Mais des liens entre la nouvelle dynastie et l’abbaye existaient déjà depuis Charles Martel (714-741), père de Pépin et maire du Palais des derniers rois mérovingiens. Charles avait en effet confié l’éducation de ses deux fils aux moines sandionysiens et choisi Saint-Denis comme lieu de sépulture.
On ne sait exactement où se trouvait celle-ci. Au XIII°s, les restes supposés de Charles et de Pépin ont été ramenés sous la croisée du nouveau transept pour y recevoir les gisants que l’on peut aujourd’hui admirer.

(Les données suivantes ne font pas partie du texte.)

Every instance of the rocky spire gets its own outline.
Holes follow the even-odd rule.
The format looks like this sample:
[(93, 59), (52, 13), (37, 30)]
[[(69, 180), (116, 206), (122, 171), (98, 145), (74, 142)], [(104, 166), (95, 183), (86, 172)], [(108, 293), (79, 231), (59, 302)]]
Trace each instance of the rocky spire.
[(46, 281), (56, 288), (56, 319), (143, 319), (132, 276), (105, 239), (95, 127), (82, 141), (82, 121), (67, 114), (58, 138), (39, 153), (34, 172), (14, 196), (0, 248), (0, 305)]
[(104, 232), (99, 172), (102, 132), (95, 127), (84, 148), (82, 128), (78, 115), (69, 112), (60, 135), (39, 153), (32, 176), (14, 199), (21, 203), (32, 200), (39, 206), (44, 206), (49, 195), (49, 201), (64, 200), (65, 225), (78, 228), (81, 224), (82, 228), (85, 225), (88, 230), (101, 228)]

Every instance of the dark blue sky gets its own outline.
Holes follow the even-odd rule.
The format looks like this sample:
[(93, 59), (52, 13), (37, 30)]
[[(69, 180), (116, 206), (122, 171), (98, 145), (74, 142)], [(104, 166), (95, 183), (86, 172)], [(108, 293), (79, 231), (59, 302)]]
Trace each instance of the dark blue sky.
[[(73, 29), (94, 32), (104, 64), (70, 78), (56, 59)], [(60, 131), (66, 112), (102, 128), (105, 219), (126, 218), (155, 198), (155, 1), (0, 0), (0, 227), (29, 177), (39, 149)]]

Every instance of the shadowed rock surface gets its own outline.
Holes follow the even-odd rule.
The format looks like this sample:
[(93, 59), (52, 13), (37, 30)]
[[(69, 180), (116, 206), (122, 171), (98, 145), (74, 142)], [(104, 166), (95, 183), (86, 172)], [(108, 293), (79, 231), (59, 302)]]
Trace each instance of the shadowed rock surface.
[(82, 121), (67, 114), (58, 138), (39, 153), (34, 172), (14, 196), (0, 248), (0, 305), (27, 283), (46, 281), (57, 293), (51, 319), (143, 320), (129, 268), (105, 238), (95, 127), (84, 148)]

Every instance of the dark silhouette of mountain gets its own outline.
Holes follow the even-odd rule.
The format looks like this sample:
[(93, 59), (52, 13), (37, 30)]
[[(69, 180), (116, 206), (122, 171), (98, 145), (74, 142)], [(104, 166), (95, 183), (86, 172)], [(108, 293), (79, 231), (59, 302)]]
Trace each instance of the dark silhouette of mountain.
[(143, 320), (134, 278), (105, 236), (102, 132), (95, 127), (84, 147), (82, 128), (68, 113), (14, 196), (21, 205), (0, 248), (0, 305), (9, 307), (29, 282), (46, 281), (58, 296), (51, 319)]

Entre la translation des cendres royales, ordonnée par Louis IX et effectuée en deux campagnes durant l’année 1264, et la dédicace des nouveaux tombeaux en 1267, trois ans s’étaient écoulés permettant la commande et la réalisation des monuments funéraires. Ces effigies n’étaient évidemment pas réalistes et les gisants étaient conçus comme des figures en pied malgré leur position horizontale.
Gisant de Charles Martel. Commande de saint Louis - XIII°sGisants de Pépin le Bref et de son épouse Berthe dite "au grand pied"
Commande de saint Louis - XIII°s Reste que le souvenir des tombes primitives disparut. Certains indices permettent aujourd’hui d’établir quelques hypothèses pouvant justifier des fouilles archéologiques dans des secteurs jusqu’ici peu explorés.
La tombe du « dragon » : les restes de Charles MartelLe vainqueur des Arabes à Poitiers en 732 n’a cessé d’affirmer son pouvoir à mesure que celui des derniers rois Mérovingiens (les prétendus « rois fainéants ») déclinait. Ce qui ne l’empêchait pas d’assouvir sa cupidité en pillant les églises du royaume franc. Malgré sa réputation controversée, il obtient le privilège de reposer après sa mort (741) à Saint-Denis, dans un imposant sarcophage en marbre au Nord du maître-autel de l’abbatiale.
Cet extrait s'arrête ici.